We headed to my Mom’s, because it was closer to the ER. Friends had texted during dinner to ask if we wanted to come over tonight. I explained the situation, and they offered to come to us. So we prepped my Mom’s house for its first reception of non-family guests in decades. (My Mom’s house is a story unto itself, and will be coming to these pages soon.)
While we cleaned, polished and organized, I called Dr. Hutt again. She said that the fluid in Lazarus’s abdomen was blood, that it had a blood cell count of 31%, as opposed to 20% in his veins, and that its presence in his abdomen suggested an explanation as to his anemia. He had either a bleeding tumor, although the ultrasound had not revealed one, or some kind of internal tear. She suggested that it could be that he’d swallowed rat poison (which is possible. We don’t use it, but we live in a very old house), but that wasn’t consistent with his other symptoms. A clotting factor test would tell us. If he was poisoned, his blood would not be clotting appropriately. For about a hundred dollars, we could know. I said go ahead.
“I’m sorry,” she said with real feeling. “I wish I had better news for you.”
The call came not long after. His blood was clotting fine. Our last option was exploratory surgery to find the cause of the bleed. $5,000 to $7,000 for the surgery, and he would require transfusions, probably multiple, at $500 to $800 each. I asked what would happen if we didn’t do any of that. What would a natural death look like? Dr. Hutt explained that she had recently lost her own cat to cancer, very sudden onset, just like Lazarus’s condition. She said she would never want to see a natural death for such a patient. Dr. Ward and I were texting. She advised against surgery. Dr. Hutt offered to consult with her to discuss options.
After the two doctors had talked, I spoke to both of them. Basically, they were in disagreement. Dr. Hutt wanted to either intervene with rigorous, in-patient treatment or euthanize. She felt that anything else was subjecting Lazarus to suffering. He could not come home in the state he was in. Dr. Ward was against surgery, against transfusions, against “heroic measures” in general. But she still believed that Lazarus could be treated and have some quality of life. “There’s just no roadmap,” she told me. She did agree with Dr. Hutt, though, that he needed to be stabilized. Leave him in the hospital for one night, she said, and let him get hydrated and treated for pain. “I want to remind you, though, Steve, that the worst thing that can happen to any of us is to die alone in the hospital.”
“You’re telling me he might not make it through the night.”
“It’s possible. We just don’t know.”
“So I should go see him?”
Yes, she said, let him know you’re there.

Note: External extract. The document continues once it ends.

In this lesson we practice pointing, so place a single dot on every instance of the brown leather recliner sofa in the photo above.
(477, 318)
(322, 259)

Dr. Hutt was thrilled that we came to see Lazarus, and very cooperative about the decision we had come to. We drove over to visit, and they ushered us to an examination room. When Lazarus was carried in and placed on the table, I knew we’d made the right decision. This was not the nigh-unresponsive cat I’d brought to Dr. Ward this morning. He was bright-eyed, purring, rubbing against us. He did cry a little when Dr. Hutt picked him up, but she explained his morphine was wearing off. She would give him a four-day Fentanyl patch for pain, and we could pick him up in the morning.
We sadly said goodbye. I kissed his nose and told him firmly that he was not to go anywhere while I was away. I’d be back for him in the morning.
Returning to my mother’s, I was grateful for my friends, who had kept the beer cold and the atmosphere warm. It wasn’t easy to sleep, and I stayed up way too late playing Star Trek Trivial Pursuit.
But Lazarus was still here, still fighting, and not ready to give up. Neither was I.